ECLI:NL:RBROE:2007:BC1063
Rechtbank Roermond
- Eerste aanleg - enkelvoudig
- Rechtspraak.nl
Onrechtmatige doorzoeking en bewijsuitsluiting in strafzaak tegen verdachte wegens opzettelijk handelen in strijd met de Opiumwet
In deze zaak heeft de Rechtbank Roermond op 20 december 2007 uitspraak gedaan in een strafzaak tegen de verdachte, die werd beschuldigd van het medeplegen van opzettelijk handelen in strijd met de Opiumwet. De zaak kwam aan het licht toen verbalisanten de woning van de verdachte binnentreden met het doel harddrugs in beslag te nemen. De verbalisanten hadden echter slechts een indicatie dat de drugs zich in de woning bevonden, wat niet gelijkstaat aan de wetenschap dat de drugs daar daadwerkelijk aanwezig waren. De rechtbank oordeelde dat het openen van een kast om te controleren op de aanwezigheid van drugs moet worden aangemerkt als een zoekingshandeling, wat in dit geval onrechtmatig was omdat er geen machtiging van een rechter-commissaris was verkregen.
De rechtbank overwoog dat de doorzoeking niet alleen onrechtmatig was, maar dat het ook gevolgen had voor de toelaatbaarheid van het bewijs.
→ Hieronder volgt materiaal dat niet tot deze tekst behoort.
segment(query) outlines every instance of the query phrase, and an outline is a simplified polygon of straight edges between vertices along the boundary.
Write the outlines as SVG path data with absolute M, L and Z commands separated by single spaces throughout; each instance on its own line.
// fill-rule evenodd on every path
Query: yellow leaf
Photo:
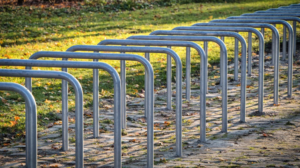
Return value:
M 16 125 L 16 124 L 18 123 L 18 122 L 16 120 L 14 121 L 10 121 L 9 122 L 10 122 L 11 124 L 10 126 L 11 127 L 15 126 Z
M 49 103 L 51 102 L 51 101 L 48 100 L 48 99 L 46 99 L 46 100 L 45 100 L 45 103 Z
M 17 116 L 15 116 L 15 120 L 17 120 L 20 119 L 20 117 Z

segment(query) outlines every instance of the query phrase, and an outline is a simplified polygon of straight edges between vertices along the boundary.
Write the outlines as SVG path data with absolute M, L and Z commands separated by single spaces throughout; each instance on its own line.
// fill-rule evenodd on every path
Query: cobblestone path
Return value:
M 233 81 L 231 79 L 233 74 L 228 75 L 227 133 L 220 131 L 220 88 L 217 79 L 210 77 L 209 94 L 207 98 L 207 140 L 205 143 L 198 142 L 200 90 L 196 86 L 199 86 L 199 78 L 192 78 L 193 98 L 189 102 L 185 102 L 183 104 L 182 157 L 175 154 L 174 110 L 166 110 L 166 89 L 158 89 L 155 92 L 154 167 L 300 167 L 299 54 L 295 57 L 292 98 L 286 97 L 287 61 L 280 61 L 280 104 L 274 105 L 273 67 L 270 65 L 269 55 L 266 56 L 264 111 L 259 114 L 256 111 L 258 56 L 254 56 L 253 74 L 247 77 L 245 123 L 239 122 L 240 82 Z M 230 63 L 229 69 L 233 70 L 233 63 Z M 218 71 L 215 67 L 210 68 L 209 73 Z M 175 99 L 175 93 L 172 96 Z M 122 136 L 123 167 L 145 167 L 147 132 L 146 123 L 143 117 L 143 98 L 128 98 L 128 129 L 124 130 Z M 92 119 L 85 115 L 84 163 L 87 168 L 113 167 L 113 112 L 109 105 L 113 104 L 112 100 L 102 101 L 101 106 L 104 105 L 105 108 L 102 108 L 100 112 L 101 133 L 98 138 L 93 138 Z M 55 125 L 38 133 L 39 167 L 75 167 L 75 124 L 73 121 L 69 129 L 69 151 L 60 150 L 61 125 Z M 23 167 L 25 165 L 24 145 L 23 141 L 0 149 L 0 167 Z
Artikel 359a van het Wetboek van Strafvordering verplicht de rechter om te bepalen welke gevolgen aan de onrechtmatigheid van de doorzoeking moeten worden verbonden. De rechtbank concludeerde dat de ernst van de inbreuk op het woongenot van de verdachte gering was, aangezien hij op dat moment niet thuis was en de verbalisanten slechts één kast hadden doorzocht. Bovendien was er geen sprake van doelbewuste grove veronachtzaming van de belangen van de verdachte.
Desondanks vond de rechtbank dat de inbreuk op het woongenot van de verdachte ernstig genoeg was om een sanctie te rechtvaardigen. Uitsluiting van het verkregen bewijs werd te zwaar geacht in verhouding tot de ernst van de inbreuk. De rechtbank besloot daarom om de op te leggen straf te verminderen. Voor het gepleegde feit zou een onvoorwaardelijke gevangenisstraf van negen maanden passend zijn, maar ter compensatie voor het onrechtmatig optreden van de verbalisanten werd deze straf met twee maanden verminderd, resulterend in een gevangenisstraf van zeven maanden.